针对微电网中缺乏对碳排放流特性的精确刻画，导致运行层面中微电网的低碳运行方式和经济运行方式之间矛盾凸显，低碳和经济难以兼顾的问题，构建了计及绿电制氢和多能耦合的电-氢一体化运行框架，提出了综合考虑碳排放流和低碳需求响应的微电网低碳-经济协同双层优化调度模型。上层优化调度模型中，以风光储氢一体化工业园区为典型微电网场景，以低碳性和经济性协调最优为目标，将源侧碳交易机制融入调度决策目标中，充分挖掘微电网低碳-经济协同运行方式，以此制定微电网最优低碳经济调度策略；下层低碳需求响应模型中，以微电网用户碳减排所节约的碳排放成本为激励信号，通过建立微电网能量流与碳排放流的映射关系，实现碳排放责任的转移和分摊以及对微电网运行中的碳排放特性精细化评估，进而建立由负荷碳排放强度时空差异性引导用户参与碳减排策略的低碳需求响应（demond response，DR）模型，深入挖掘微电网源-荷间的低碳性和经济性间的协同性。以某工业园区微电网为例，验证了所提模型能有效兼顾系统的低碳性和经济性。

关键词: 微电网, 电-氢一体化, 碳交易机制, 低碳调度, 需求响应, 碳排放流

Abstract:

In order to solve the problem that microgrids lack accurate characterization of carbon emission flow, which leads to the increasing contradiction between the low-carbon operation mode and the economic operation mode in operation level and the poor balance between low-carbon and economy, this paper constructs an electricity-hydrogen integrated operation framework considering power to hydrogen (P2H) and and multi-energy coupling, and proposes a low-carbon - economic collaborative double-layer optimal dispatching model for microgrid considering carbon emission flow and low-carbon demand response. In the upper optimization dispatching model, with the integrated wind, solar and hydrogen storage industrial park as a typical microgrid scenario and the coordinated optimization of low-carbon and economy as the objective, the source-side carbon trading mechanism is integrated into the dispatching decision-making objective to fully explore the low-carbon - economy coordinated operation mode of microgrid, with which the optimal low-carbon economic dispatching strategy of microgrid is formulated. In the low-carbon demand response model, with the saved carbon emission costs by reduced carbon emissions of microgrid users as an incentive signal, a mapping relationship between energy flow and carbon emission flow of microgrid is established to realize the transfer and allocation of carbon emission responsibilities and fine evaluation of carbon emission characteristics of microgrid operations, so as to establish a low-carbon DR model which guides users to participate in carbon emission reduction strategies according to the spatial and temporal differences of load carbon emission intensity, and to deeply explore the synergy between low-carbon and economy of source-load of microgrid. Finally, a case study of an industrial park microgrid is conducted to verify the effectiveness of the proposed model.

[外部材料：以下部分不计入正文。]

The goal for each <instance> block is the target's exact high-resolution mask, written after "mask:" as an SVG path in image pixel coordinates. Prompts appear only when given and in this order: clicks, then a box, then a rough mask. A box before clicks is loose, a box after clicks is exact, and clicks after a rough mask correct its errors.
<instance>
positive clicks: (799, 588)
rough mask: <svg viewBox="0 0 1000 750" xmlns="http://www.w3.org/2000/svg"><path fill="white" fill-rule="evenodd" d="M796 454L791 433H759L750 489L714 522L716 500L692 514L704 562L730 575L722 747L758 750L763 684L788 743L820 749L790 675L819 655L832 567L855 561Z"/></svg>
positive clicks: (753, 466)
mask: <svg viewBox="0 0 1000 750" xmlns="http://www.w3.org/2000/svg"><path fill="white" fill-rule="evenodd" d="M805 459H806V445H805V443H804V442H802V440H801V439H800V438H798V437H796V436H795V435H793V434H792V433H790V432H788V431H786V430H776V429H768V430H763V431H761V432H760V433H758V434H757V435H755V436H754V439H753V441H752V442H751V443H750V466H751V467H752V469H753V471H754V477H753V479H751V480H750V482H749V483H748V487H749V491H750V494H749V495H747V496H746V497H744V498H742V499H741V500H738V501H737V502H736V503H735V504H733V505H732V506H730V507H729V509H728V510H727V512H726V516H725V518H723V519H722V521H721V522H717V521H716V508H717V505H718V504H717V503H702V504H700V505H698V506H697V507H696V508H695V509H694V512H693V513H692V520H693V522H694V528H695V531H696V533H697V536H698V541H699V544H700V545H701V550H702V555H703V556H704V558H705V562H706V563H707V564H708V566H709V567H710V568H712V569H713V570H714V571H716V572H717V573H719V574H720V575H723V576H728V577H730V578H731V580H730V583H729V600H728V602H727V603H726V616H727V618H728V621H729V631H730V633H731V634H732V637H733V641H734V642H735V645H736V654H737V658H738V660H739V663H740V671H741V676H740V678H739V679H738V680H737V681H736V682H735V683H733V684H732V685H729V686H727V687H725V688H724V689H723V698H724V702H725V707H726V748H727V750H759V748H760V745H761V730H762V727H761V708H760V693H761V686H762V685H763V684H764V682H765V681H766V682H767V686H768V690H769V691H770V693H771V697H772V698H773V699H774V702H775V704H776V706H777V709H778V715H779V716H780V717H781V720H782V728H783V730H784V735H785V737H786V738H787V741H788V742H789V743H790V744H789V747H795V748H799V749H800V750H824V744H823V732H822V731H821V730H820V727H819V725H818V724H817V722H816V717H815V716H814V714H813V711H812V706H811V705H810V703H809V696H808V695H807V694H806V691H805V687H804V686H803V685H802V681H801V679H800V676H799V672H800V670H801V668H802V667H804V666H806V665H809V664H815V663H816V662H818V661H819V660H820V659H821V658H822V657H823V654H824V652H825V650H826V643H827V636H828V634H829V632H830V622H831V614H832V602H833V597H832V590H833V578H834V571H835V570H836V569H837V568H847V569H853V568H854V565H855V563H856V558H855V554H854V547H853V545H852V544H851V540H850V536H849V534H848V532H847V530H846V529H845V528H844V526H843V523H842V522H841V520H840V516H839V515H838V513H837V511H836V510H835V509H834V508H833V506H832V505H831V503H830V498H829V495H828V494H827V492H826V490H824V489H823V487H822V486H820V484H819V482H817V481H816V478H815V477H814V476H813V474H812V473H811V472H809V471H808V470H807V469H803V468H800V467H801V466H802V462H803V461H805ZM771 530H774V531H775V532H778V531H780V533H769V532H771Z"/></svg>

Key words: microgrid, electricity-hydrogen integration, carbon trading mechanism, low-carbon dispatch, demand response, carbon emission flow

谭玲玲, 汤伟, 楚冬青, 于子涵, 吉兴全, 张玉敏. 考虑电-氢一体化的微电网低碳-经济协同优化调度[J]. 中国电力, 2024, 57(5): 137-148.

Lingling TAN, Wei TANG, Dongqing CHU, Zihan YU, Xingquan JI, Yumin ZHANG. Low-Carbon-Economic Collaborative Optimal Dispatching of Microgrid Considering Electricity-Hydrogen Integration[J]. Electric Power, 2024, 57(5): 137-148.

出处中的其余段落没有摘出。